One way is through panic button apps. School districts in states like Oklahoma, Arkansas, Utah, Texas, and Washington D.C. are turning to smart phone technology to shorten response times during emergencies.
And while some may question how an app can help in a school shooting situation, Katharine Dahl, the Senior Director of Product Marketing at Rave Mobile Safety, says her panic button app has already seen results.
"A teacher heard a rumor about a student having a gun at school – hit the active shooter button, and then within two minutes an SRO officer was on the scene. And within 8 minutes, they were able to confiscate the gun and lock-down the school," Dahl says.
We asked North Dakota's Department of Public Instruction about bringing panic buttons to the state, but we were told decisions like that are made at the local level.

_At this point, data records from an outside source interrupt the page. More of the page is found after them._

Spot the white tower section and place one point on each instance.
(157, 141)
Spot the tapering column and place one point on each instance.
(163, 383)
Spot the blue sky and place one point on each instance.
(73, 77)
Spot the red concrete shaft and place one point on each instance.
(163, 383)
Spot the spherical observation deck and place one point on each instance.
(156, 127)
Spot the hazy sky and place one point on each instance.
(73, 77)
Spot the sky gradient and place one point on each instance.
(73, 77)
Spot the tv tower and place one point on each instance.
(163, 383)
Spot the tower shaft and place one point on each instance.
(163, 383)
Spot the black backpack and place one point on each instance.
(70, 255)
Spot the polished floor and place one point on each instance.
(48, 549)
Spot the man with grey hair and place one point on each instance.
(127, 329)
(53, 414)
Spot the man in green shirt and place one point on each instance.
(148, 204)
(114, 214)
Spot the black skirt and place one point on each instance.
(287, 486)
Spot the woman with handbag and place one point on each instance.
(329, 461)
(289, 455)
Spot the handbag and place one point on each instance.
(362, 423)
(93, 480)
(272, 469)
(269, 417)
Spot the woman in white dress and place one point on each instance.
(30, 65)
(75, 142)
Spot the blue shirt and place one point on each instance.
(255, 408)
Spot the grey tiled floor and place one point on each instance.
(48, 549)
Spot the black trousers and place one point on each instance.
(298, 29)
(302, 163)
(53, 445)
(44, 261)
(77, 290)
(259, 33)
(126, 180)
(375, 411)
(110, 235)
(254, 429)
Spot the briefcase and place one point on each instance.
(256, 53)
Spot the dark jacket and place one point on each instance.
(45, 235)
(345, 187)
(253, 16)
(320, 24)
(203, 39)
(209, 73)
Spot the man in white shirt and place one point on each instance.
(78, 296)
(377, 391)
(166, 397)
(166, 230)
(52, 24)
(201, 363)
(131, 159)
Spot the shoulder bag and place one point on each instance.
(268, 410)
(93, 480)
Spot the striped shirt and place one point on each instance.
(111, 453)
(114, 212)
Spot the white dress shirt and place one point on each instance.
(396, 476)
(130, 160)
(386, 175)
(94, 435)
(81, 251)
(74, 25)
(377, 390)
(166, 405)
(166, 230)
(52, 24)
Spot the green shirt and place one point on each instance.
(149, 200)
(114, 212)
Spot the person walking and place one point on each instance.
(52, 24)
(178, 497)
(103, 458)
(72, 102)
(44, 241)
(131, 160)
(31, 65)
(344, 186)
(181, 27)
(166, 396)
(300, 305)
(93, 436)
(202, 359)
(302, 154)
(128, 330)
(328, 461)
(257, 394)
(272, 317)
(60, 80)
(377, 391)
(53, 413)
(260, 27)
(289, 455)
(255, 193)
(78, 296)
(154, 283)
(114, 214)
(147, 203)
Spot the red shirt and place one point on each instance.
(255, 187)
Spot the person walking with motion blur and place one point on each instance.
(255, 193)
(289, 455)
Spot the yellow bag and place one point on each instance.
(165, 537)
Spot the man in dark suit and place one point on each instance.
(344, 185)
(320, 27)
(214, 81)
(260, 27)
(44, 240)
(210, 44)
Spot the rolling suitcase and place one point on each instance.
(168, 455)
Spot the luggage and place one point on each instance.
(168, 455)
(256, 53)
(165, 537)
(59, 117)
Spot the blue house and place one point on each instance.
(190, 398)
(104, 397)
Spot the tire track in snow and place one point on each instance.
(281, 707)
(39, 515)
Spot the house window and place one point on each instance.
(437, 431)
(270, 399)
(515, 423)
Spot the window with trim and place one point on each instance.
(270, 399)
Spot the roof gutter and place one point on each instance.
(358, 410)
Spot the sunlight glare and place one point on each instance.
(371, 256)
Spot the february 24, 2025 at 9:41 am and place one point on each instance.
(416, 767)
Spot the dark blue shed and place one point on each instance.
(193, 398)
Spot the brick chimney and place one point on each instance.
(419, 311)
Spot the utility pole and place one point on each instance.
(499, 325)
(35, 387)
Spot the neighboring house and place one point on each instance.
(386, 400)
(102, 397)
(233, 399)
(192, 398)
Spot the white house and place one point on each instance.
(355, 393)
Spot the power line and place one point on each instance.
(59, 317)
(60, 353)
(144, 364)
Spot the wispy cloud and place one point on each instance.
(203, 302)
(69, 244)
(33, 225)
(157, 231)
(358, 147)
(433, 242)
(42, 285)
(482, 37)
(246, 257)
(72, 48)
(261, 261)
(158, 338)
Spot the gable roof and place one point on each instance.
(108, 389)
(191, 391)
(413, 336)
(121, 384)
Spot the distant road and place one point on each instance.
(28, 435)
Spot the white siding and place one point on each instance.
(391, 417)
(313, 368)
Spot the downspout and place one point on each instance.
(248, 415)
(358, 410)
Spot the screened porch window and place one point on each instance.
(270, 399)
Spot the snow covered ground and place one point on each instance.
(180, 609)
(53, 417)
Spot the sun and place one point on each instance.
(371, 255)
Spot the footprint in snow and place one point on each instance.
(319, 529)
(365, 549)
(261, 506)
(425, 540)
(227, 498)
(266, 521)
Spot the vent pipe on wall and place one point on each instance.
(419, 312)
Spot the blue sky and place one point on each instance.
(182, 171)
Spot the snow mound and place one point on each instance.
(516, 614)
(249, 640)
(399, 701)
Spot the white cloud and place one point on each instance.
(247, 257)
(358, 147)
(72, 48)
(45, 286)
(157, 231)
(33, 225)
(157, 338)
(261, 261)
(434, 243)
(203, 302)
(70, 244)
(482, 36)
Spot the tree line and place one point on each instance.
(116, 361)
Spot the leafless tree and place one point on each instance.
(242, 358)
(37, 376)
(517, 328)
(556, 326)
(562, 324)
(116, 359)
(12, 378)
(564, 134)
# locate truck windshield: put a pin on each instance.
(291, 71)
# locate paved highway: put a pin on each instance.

We then reached out to schools in the F-M area to see if they had a panic button app for staff or if they've considered bringing one in. Fargo and West Fargo schools both say they have panic button capabilities at every school, but not for every staff member. Meanwhile, Moorhead Public Schools says they aren't using a panic button app.
The districts say one reason they aren't in favor of the apps is because not all of them tell law enforcement what exactly they're responding to.
More money could be available for school security soon. A bipartisan bill currently sitting in the house judiciary committee wants to set aside $2-billion dollars over the next decade for school security. If passed, the federal grants will cover up to 50% of the cost of the security improvements.